FILE - This Nov. 13, 2013 file photo shows the main gate of Camp Pendleton Marine Base at Camp Pendleton, Calif. One Marine was killed and 18 others were injured Thursday, Sept. 10, 2015, in a vehicle rollover accident on the base. No details about the accident were immediately released, nor were the identities of the dead or injured. (PHOTO CREDIT: AP Photo/Lenny Ignelzi, File)
FILE – This Nov. 13, 2013 file photo shows the main gate of Camp Pendleton Marine Base at Camp Pendleton, Calif. One Marine was killed and 18 others were injured Thursday, Sept. 10, 2015, in a vehicle rollover accident on the base. No details about the accident were immediately released, nor were the identities of the dead or injured. (PHOTO CREDIT: AP Photo/Lenny Ignelzi, File)

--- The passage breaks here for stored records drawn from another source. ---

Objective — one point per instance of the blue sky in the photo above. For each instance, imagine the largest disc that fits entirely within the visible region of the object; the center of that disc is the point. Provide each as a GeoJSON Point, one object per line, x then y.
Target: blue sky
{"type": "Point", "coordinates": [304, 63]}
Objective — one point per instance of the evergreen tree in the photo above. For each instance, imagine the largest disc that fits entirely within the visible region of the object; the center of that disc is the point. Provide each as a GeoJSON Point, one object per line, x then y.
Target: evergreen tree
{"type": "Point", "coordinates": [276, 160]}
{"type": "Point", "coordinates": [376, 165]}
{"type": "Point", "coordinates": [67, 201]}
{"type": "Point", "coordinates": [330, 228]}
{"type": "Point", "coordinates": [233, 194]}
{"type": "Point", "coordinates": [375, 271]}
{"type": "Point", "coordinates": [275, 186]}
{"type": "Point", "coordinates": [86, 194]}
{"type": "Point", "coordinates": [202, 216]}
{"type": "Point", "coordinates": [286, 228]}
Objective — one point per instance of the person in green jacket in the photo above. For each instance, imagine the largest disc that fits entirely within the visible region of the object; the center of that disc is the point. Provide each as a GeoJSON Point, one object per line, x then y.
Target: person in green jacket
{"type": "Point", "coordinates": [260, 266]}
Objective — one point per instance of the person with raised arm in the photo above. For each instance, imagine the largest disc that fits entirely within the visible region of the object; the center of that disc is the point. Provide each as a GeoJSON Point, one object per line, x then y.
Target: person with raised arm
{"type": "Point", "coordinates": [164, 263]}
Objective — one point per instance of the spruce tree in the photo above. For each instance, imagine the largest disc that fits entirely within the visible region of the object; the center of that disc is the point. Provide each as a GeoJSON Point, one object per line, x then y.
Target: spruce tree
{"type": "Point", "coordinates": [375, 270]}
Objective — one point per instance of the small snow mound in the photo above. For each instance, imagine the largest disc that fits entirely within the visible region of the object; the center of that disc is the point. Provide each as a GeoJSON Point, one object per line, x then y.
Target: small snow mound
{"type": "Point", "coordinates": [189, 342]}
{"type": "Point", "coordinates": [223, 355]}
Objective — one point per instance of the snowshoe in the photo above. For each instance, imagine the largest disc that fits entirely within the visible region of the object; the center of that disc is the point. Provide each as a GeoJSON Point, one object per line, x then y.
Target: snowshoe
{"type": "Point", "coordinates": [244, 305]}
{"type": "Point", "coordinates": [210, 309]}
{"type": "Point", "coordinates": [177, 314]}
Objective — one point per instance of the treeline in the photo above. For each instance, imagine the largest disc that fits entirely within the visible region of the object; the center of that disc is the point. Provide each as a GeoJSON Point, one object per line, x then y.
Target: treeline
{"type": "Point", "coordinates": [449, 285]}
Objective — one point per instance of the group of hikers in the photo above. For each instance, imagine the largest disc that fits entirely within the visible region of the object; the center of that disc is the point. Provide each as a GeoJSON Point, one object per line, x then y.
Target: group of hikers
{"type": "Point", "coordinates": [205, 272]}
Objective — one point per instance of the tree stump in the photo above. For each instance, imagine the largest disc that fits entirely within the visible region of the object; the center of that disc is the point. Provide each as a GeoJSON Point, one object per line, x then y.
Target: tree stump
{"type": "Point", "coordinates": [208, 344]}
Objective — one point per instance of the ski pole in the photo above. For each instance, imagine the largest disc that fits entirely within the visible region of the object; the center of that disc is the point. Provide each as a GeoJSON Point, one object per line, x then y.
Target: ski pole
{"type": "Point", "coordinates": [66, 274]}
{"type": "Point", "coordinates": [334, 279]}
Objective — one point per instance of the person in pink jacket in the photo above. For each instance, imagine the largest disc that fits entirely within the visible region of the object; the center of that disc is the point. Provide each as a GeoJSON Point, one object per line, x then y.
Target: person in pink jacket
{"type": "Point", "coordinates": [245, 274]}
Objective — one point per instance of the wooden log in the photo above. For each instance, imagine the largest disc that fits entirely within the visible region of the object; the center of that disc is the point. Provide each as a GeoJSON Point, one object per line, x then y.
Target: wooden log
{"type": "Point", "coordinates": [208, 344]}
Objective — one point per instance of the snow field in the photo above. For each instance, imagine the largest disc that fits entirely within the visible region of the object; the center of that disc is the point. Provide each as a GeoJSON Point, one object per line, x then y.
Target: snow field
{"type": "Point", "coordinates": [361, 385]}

Six of 18 Marines injured in a rollover accident were listed in critical condition Friday, a day after the multi-ton truck carrying them flipped on a paved two-lane road at Camp Pendleton, killing one Marine.

Eight of the troops were in stable condition and four were treated and discharged from medical facilities in San Diego County, according to the Marine Corps. All 19 Marines were from the 1st Marine Division, 1st Lt. Colleen McFadden said.

The name of the one Marine killed will not be released until 24 hours after relatives are notified, officials said.

It’s unclear whether the truck — commonly used to transport Marines and haul supplies — hit something, had a mechanical failure or was traveling at a high rate of speed late Thursday afternoon on Basilone Road, one of the main roads at the vast coastal base dotted with mountains. No other vehicles were involved in the accident, McFadden said.

The troops were returning from routine training at the time, McFadden said.

Authorities said the investigation into the cause of the accident could take months.

“After this tragic training accident, our first concern is for the welfare of our deceased Marine, the injured and their families,” Maj. General Daniel J. O’Donohue, commanding general of 1st Marine Division, said in a statement Friday. “They are held close in our hearts and prayers. Our commanders, chaplains, medical personnel and families and surrounding communities have come together in support. We deeply appreciate all the support and sympathy that we have received for this tragic loss.”

The truck the Marines were traveling in is considered to be a workhorse for the Navy and Marine Corps, carrying troops, supplies, and heavy equipment. Called a Medium Tactical Vehicle Replacement or MTVR, it is built to go over any terrain and operate in weather conditions ranging from minus 50 degrees Fahrenheit to 125 degrees Fahrenheit. Despite its top heavy appearance, the hulking vehicle can ford 5 feet of water, climb a 60-percent gradient and navigate a 30-degree side slope, according to its manufacturer Wisconsin-based Oshkosh Corp. It can carry 15 tons over the highway and up to 7 tons off-road.

Oshkosh officials declined to say whether there have been any other rollovers involving the MTVR and referred all questions to the Marine Corps.

The Marine Corps said it had no further information to release at this time.

Camp Pendleton is the major West Coast outpost for the U.S. Marine Corps.

In November 2013, four Marines were killed there while clearing explosives in a Camp Pendleton training area.